Fashion is looking mighty pretty for spring 2015.
But the collections coming down the runways during New York Fashion Week are redefining the “P word.” This time it’s pretty with a punch – a punch of power and sex appeal. In other words, this is not your grandmother’s brand of pretty.
Once New York Fashion Week officially ends its eight-day run on Thursday, the true tastemakers of fashion – buyers for departments stores and boutiques, along with stylists – will have their say about what trends will really be in or out for spring. After all, if buyers don’t order it and stylists don’t select it for their well-heeled clients (including celebrities), then local shoppers won’t see it in the stores.
But the direction from designers seems clear. Feminine, floaty and well, pretty – there really is no other word for it – are in, but with an edge that keeps things from getting too saccharine.
Of course, given the wide range of designers showing, pretty can have different interpretations for different designers.
Monique Lhuillier’s brand of pretty, for example, was ethereal and dreamy, inspired by sunrises with beaded and iridescent dazzle. Nicole Miller’s brand of pretty was part of a contingent that delved into the lushness of the tropics. Carmen Marc Valvo celebrated his 25th anniversary with a more regal brand of pretty, punctuated with plenty of silver.
Prints that pop
Raleigh-based stylists gave the spring 2015 collections a thumbs up, saying there are plenty of promising trends that will work for Triangle area fashionistas.
“What I’ve seen this season I’m very excited about,” said Suzanne Libfraind of Wardrobe Consulting. “What I’m most excited about is the prints, the mixed media. The way I really see it is that there’s a lot of pop art in the fabrics.”
Take florals, for example. It’s spring. You’re going to see them. But the florals for spring 2015 are truly popping – bright and vibrant, often in surprising color combinations – brilliant purple on navy, or a contemporary graphic take on a spray of roses, for example.
But area stylists noted that next spring’s floral trend isn’t the same as this year’s. Remember those floral pants you bought this year? They were everywhere on the runways last season. This time around, not so much.
But Mary Michele Nidiffer of Raleigh-based StyleFinderID said that doesn’t mean you have to get rid of the pants you fell in love with this year.
“My best advice is to really understand what your style is and hone in on (that),” she said. “If you invested in a pair of floral pants and you put them on next spring and they feel like ‘wow’ and you like them – they may not be on the hot list next season, but that doesn’t mean you ditch them.”
Instead, Nidiffer suggests finding a way to pair the pants with something new.
“You look at what’s coming down the runway and what’s in style,” she said. “But there are so many people that are creative-minded in Raleigh.

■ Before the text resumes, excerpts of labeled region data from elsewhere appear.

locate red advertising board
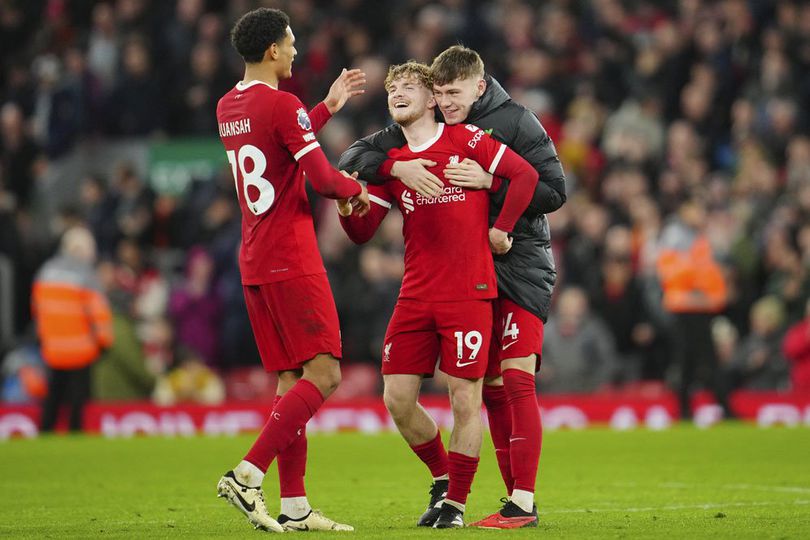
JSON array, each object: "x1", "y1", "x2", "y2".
[{"x1": 0, "y1": 392, "x2": 810, "y2": 440}]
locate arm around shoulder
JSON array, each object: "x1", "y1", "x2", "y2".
[{"x1": 338, "y1": 124, "x2": 405, "y2": 184}]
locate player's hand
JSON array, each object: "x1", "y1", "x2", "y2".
[
  {"x1": 391, "y1": 159, "x2": 444, "y2": 198},
  {"x1": 489, "y1": 227, "x2": 512, "y2": 255},
  {"x1": 349, "y1": 182, "x2": 371, "y2": 217},
  {"x1": 335, "y1": 199, "x2": 352, "y2": 217},
  {"x1": 444, "y1": 158, "x2": 492, "y2": 189},
  {"x1": 323, "y1": 68, "x2": 366, "y2": 114}
]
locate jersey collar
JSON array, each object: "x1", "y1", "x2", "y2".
[
  {"x1": 408, "y1": 122, "x2": 444, "y2": 152},
  {"x1": 236, "y1": 79, "x2": 278, "y2": 92}
]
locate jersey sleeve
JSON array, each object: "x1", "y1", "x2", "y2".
[
  {"x1": 452, "y1": 124, "x2": 506, "y2": 174},
  {"x1": 340, "y1": 185, "x2": 393, "y2": 244},
  {"x1": 309, "y1": 101, "x2": 332, "y2": 133},
  {"x1": 271, "y1": 92, "x2": 320, "y2": 161},
  {"x1": 454, "y1": 124, "x2": 538, "y2": 232}
]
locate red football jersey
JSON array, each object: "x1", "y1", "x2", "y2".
[
  {"x1": 217, "y1": 81, "x2": 326, "y2": 285},
  {"x1": 341, "y1": 123, "x2": 511, "y2": 302}
]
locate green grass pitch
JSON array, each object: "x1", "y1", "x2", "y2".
[{"x1": 0, "y1": 424, "x2": 810, "y2": 540}]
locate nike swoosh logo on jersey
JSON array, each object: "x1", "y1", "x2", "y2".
[{"x1": 233, "y1": 489, "x2": 256, "y2": 512}]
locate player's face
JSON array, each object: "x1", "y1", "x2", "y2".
[
  {"x1": 433, "y1": 77, "x2": 487, "y2": 126},
  {"x1": 386, "y1": 77, "x2": 436, "y2": 126},
  {"x1": 275, "y1": 26, "x2": 298, "y2": 79}
]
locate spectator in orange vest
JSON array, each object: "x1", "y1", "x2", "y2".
[
  {"x1": 31, "y1": 227, "x2": 113, "y2": 432},
  {"x1": 657, "y1": 195, "x2": 731, "y2": 419}
]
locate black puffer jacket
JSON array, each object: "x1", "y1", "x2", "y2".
[{"x1": 340, "y1": 76, "x2": 565, "y2": 321}]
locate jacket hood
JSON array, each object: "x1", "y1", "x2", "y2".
[{"x1": 464, "y1": 75, "x2": 512, "y2": 124}]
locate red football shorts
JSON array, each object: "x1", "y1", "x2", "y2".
[
  {"x1": 486, "y1": 298, "x2": 543, "y2": 377},
  {"x1": 382, "y1": 299, "x2": 492, "y2": 379},
  {"x1": 243, "y1": 274, "x2": 343, "y2": 372}
]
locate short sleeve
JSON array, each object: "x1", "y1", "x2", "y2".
[
  {"x1": 454, "y1": 124, "x2": 506, "y2": 174},
  {"x1": 273, "y1": 92, "x2": 320, "y2": 161}
]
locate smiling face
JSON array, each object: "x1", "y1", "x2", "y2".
[
  {"x1": 433, "y1": 76, "x2": 487, "y2": 126},
  {"x1": 386, "y1": 75, "x2": 436, "y2": 127}
]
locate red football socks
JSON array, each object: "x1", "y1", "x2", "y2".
[
  {"x1": 503, "y1": 369, "x2": 543, "y2": 493},
  {"x1": 273, "y1": 396, "x2": 307, "y2": 499},
  {"x1": 447, "y1": 452, "x2": 478, "y2": 504},
  {"x1": 245, "y1": 379, "x2": 324, "y2": 474},
  {"x1": 483, "y1": 384, "x2": 515, "y2": 495},
  {"x1": 411, "y1": 433, "x2": 449, "y2": 478}
]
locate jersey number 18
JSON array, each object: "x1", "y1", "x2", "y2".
[{"x1": 226, "y1": 144, "x2": 276, "y2": 216}]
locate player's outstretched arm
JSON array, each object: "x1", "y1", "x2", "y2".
[
  {"x1": 308, "y1": 68, "x2": 366, "y2": 133},
  {"x1": 493, "y1": 146, "x2": 538, "y2": 242},
  {"x1": 298, "y1": 147, "x2": 363, "y2": 199},
  {"x1": 443, "y1": 158, "x2": 492, "y2": 189},
  {"x1": 338, "y1": 124, "x2": 407, "y2": 185},
  {"x1": 323, "y1": 68, "x2": 366, "y2": 114},
  {"x1": 336, "y1": 186, "x2": 391, "y2": 244}
]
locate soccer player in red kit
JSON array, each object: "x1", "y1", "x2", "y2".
[
  {"x1": 338, "y1": 62, "x2": 538, "y2": 528},
  {"x1": 211, "y1": 8, "x2": 368, "y2": 532}
]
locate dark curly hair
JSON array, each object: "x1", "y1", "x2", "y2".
[{"x1": 231, "y1": 8, "x2": 290, "y2": 64}]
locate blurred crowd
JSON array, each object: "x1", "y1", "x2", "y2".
[{"x1": 0, "y1": 0, "x2": 810, "y2": 402}]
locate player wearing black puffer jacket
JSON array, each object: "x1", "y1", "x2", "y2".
[{"x1": 339, "y1": 46, "x2": 566, "y2": 528}]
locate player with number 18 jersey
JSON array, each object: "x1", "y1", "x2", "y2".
[{"x1": 217, "y1": 80, "x2": 362, "y2": 371}]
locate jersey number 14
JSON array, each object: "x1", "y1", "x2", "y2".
[{"x1": 226, "y1": 144, "x2": 276, "y2": 216}]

When it works and it’s right for you, wear it. Pay attention to what is in style so you can make a conscious, intentional choice.”
A caution on yellow
Libfraind said the vibrant colors showing up on the runways should work well for customers, too. But, she warned that some of the trendy colors for next spring, like yellow, will have to be worn with – wait for it – a bit of caution. (Sorry, we couldn’t resist!)
“Yellow, you can take in doses. Where it’s presented and put on the body is the most important factor for me when I’m working with clients,” Libfraind said. “For a lot of people, it will be harder to wear up near the face (because of their coloring).”
But Libfraind said one solution will be to use yellow for accessories or wear it on the lower half of the body.
Retro and classic
So what other trends should you watch out for?
Patterns are bold, including stripes – some with a jaunty nautical vibe, and crazy pop art-like designs.
Of course, the fashion world loves retro. It shows up this time around in belted, wide-skirted dresses and skirts paired with blouses that have an almost ’50s feel (without the crinolines, of course!). Tracy Reese sent her ladies sweeping down the catwalk in a series inspired by the late modern dance choreographer Martha Graham. But really, these had more of the glamorous, extravagant sweep of Cyd Charisse.
And the ’70s Bohemian – a favorite designer reference – showed up in easy shirtdresses and other slices of peasant girl chic.
Designers seem to be in love with wrap tops that show a sexy expanse of the throat. Tops, in many cases, retained the slightly boxy cut that’s been seen for the past couple of years, and pant legs are no longer skin tight (sorry super skinny jean fans). Skirt lengths, in many cases, were at the knee or just below, but frequently shown with audaciously high slits.
Other unexpected details tantalized the eye, such as the big leather flower that decorated the belt on a sweet white dress with a Peter Pan collar by Michael Kors.
Yes, you heard correctly – a Peter Pan collar.
Gingham – another old standby – returned to the runway in force with designers from Diane von Furstenberg to Joseph Altuzarra and even Michael Kors.
But again, these are revved up takes – pretty but with an edge. Von Furstenberg, whose pop art collection with new creative director Michael Herz brought a new energy to her usual play with patterns, used gingham for a series of creations straight out of the Brigitte Bardot stylebook – sweet, but sexy. Pretty.